When I first started using Drupal 6 years ago, a new major release came out every 6 months, believe it or not. Drupal 7 was in the works for 3 years. I'm hoping Drupal 8 will be a little shorter release cycle, but it may not be.

In the meantime, it is critical that the contrib modules and themes for Drupal 7 develop the mobile solutions we need today. I’ve been tracking the progress of several D7 contrib modules (and helping to write a few myself) that make building mobile solutions easier. For example, the website we are on right now uses Panels to achieve field-level responsive designs; we should have a blog post about that in the next month, I hope.

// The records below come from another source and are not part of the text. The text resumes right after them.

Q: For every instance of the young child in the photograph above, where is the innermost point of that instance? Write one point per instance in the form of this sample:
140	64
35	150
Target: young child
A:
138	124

As for your comment that contributed modules “are not ready for 7”, you are correct that not all of the modules you need for a particular project are ready. But there are many, many that are ready, even if they are only marked "beta". You may also find that some modules that you used in D6 have been deprecated, either because they were incorporated into core or the changes in D7 make a different module a better solution to the underlying problem. The biggest barrier for me moving to D7 was the CCK upgrade path, but that now works quite well; I've upgraded several sites using the CCK contrib module's ability to migrate CCK fields to D7 core fields. If you still find modules you need that haven't been ported to D7, help out! Maybe the module needs code or maybe it just needs documentation about the newer, better solution. :-)

Congratulations John! I'm sure you'll do a splendid job leading this initiative.
I hope to be able to participate a bit where I can, as a mobile-friendly Drupal 8 is certainly the way to go

Awesome news! You must be delighted. We have been doing a lot of work with Responsive Design, SASS, Compass etc. Some aspects of our work will be contributed and should be of interest to you. Can we open a dialogue?

I assume you will be making Drupal 7-compatible contributed projects for your work. As I said in an earlier comment about, I love seeing new mobile-related solutions in the D7 contrib space. The Drupal 7 contrib work will directly affect the Drupal 8 Mobile Initiative work.

It's not relevant to drupal, but I would argue that for web developers there is one more relevant step in the spectrum from website to native app, and that is the HTML / JS based apps that run locally in a wrapper on the client. PhoneGap is the project that pioneered this approach. PhoneGap is basically a web browser with deep hooks into the native OS so that it can offer your HTML and JS code that you bundle with it access to the camera, microphone, gyroscope, filesystem etc.. It may not have anything to do with drupal directly, but it is a part of the competitive landscape. With this approach, someone with only web development skills could deploy a "native" app that could act as a client for a drupal webservice for instance.

PhoneGap and Appcelerator Titanium are two hybrid approaches that allow you to take HTML5 web apps and bake them into a native app wrapper. You can read about how the recent Drupalcon's Native apps were written using that approach:

I didn’t list those technologies as separate building styles since they are combo of two I listed. But I also didn't explicitly mention them either, so I’m glad you brought them up! :-)

This mobile initiative is really great news. And I think it is also a very challenging one since mobile can means so many different things to many people. So defining priorities and solutions for Drupal to be stronger in the mobile space will be definitely one of the big tasks.

I would be happy to share my lessons learned while working on Mobile Tools, so looking forward to hear more about the initiative.

Good luck with this mission!

Nice post and congrats on the initiative. I'm really excited about this. My head has been completely in the "one web" space lately seeing of a responsive approach can really become the de facto web design technique. Many challenges, but so many exciting rewards!